As local journalists, we spend many hours attending meetings. Many, many meetings. Our goal is to know what’s happening in our communities at every level of government, from county to town to village.
A good way for people to become better engaged in community affairs is through civic groups. These groups, which are often overlooked, serve as the bridge between local government and residents.
They are the closest to the ground, with their ears toward local developments, both public and private. They are meant to represent the community. They ask businesses looking to develop the tough questions, mainly how the new Starbucks or Popeyes or hotel, just to name a few, will impact people in their daily lives.
Sadly, though, these civic groups often struggle with lack of participation. Groups like the Shoreham Civic Association publicly asked in a local Facebook group for people to show up, saying without participation their capacity for change goes out the window.
“Without Shoreham citizen participation we can do nothing,” the group wrote on Facebook.
If one were to get very Disney with their analogies, civics and civic participation are like … well, fairies. If one says out loud, “I don’t believe in fairies,” then the fairy dies.
Still, it’s clear why civics lack participation. Despite reports of a strengthening economy, people continue to work long hours and, in several cases, multiple jobs. Civic meetings often take place on weekdays and, understandably, the last thing one wants to do after getting home at 5, 6 or even 7 p.m. is rush out again to sit in another hour-long-plus meeting to discuss, for example, road issues.
When we attend these meetings, we see the demographics. Most people who attend are older and likely have the time to sit and discuss the issues.
That’s not to say the younger generations don’t attend solely because of time constraints. In all likelihood, many community members don’t even know who their local civic leaders are, and when or where they meet.
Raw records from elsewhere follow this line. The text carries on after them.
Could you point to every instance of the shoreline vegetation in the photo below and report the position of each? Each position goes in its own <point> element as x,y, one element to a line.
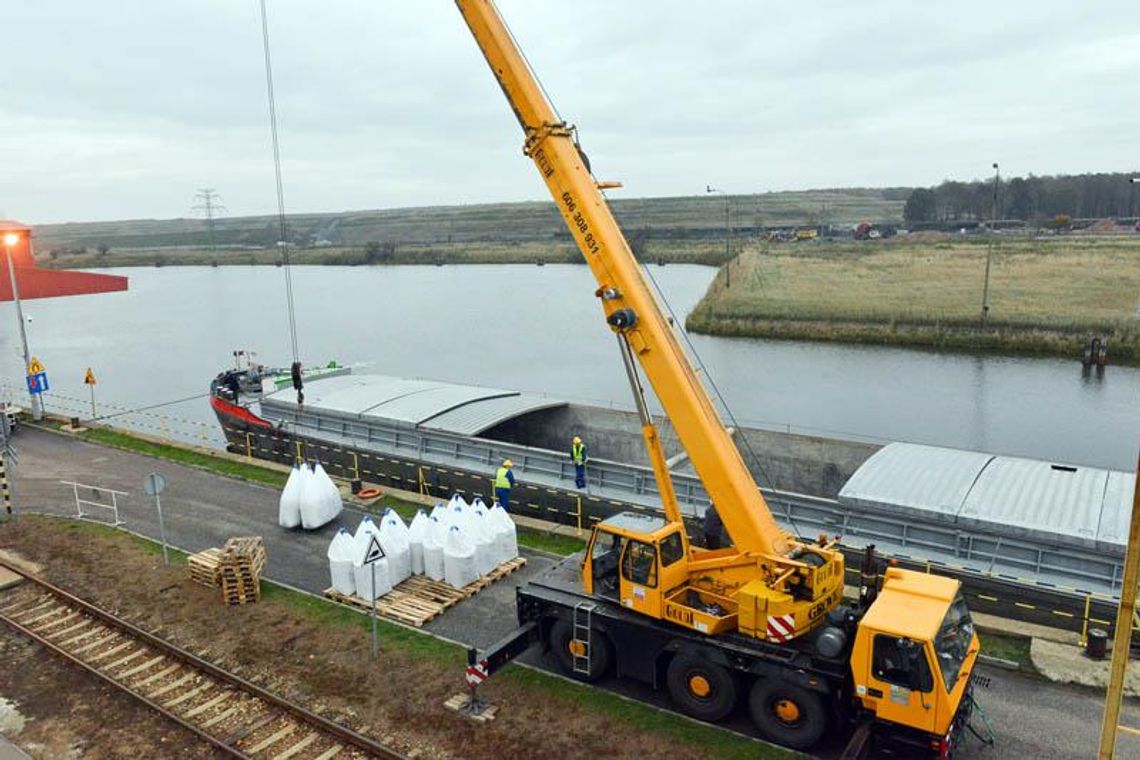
<point>1047,296</point>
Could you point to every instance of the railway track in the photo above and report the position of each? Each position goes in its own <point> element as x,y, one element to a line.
<point>236,717</point>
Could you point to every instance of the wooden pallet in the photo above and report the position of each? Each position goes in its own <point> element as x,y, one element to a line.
<point>242,561</point>
<point>418,599</point>
<point>205,566</point>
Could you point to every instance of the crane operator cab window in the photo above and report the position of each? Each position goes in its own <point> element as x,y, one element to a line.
<point>638,564</point>
<point>901,662</point>
<point>604,556</point>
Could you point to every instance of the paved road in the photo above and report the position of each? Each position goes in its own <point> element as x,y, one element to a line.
<point>1031,717</point>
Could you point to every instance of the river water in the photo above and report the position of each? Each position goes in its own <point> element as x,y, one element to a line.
<point>539,328</point>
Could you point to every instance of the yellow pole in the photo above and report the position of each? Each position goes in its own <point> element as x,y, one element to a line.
<point>1123,637</point>
<point>1084,628</point>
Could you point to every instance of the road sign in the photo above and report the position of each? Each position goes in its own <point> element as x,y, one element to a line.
<point>375,552</point>
<point>154,484</point>
<point>38,383</point>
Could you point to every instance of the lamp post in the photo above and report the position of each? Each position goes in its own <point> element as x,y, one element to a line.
<point>727,236</point>
<point>9,240</point>
<point>990,248</point>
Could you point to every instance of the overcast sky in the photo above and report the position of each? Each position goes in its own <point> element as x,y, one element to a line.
<point>122,108</point>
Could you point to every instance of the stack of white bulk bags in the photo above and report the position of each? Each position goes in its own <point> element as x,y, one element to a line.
<point>288,507</point>
<point>481,534</point>
<point>361,573</point>
<point>458,558</point>
<point>506,534</point>
<point>417,531</point>
<point>340,562</point>
<point>325,504</point>
<point>433,549</point>
<point>393,539</point>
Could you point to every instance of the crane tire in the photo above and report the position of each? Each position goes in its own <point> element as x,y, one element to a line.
<point>701,688</point>
<point>561,638</point>
<point>787,713</point>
If you are asking yourself: How can I have a hand in designing my community? Or, how can I keep taxes down? Well, it starts with the civics, so reach out to your local civic group.
It may also be time for civics to reach out more to their community residents, as well.
As reporters, we have noticed times when local elected officials, like in the Village of Port Jefferson, have actually become active in local Facebook pages. Some of these pages are full of comments, and often facts get misrepresented. If civics would take videos of their meetings, then upload them directly to these Facebook groups. It may be a means of bridging the knowledge gap. Civic leaders need to reach out by every means possible, including social media.
The issues aren’t going away. The only way to have your voice be heard is to get involved.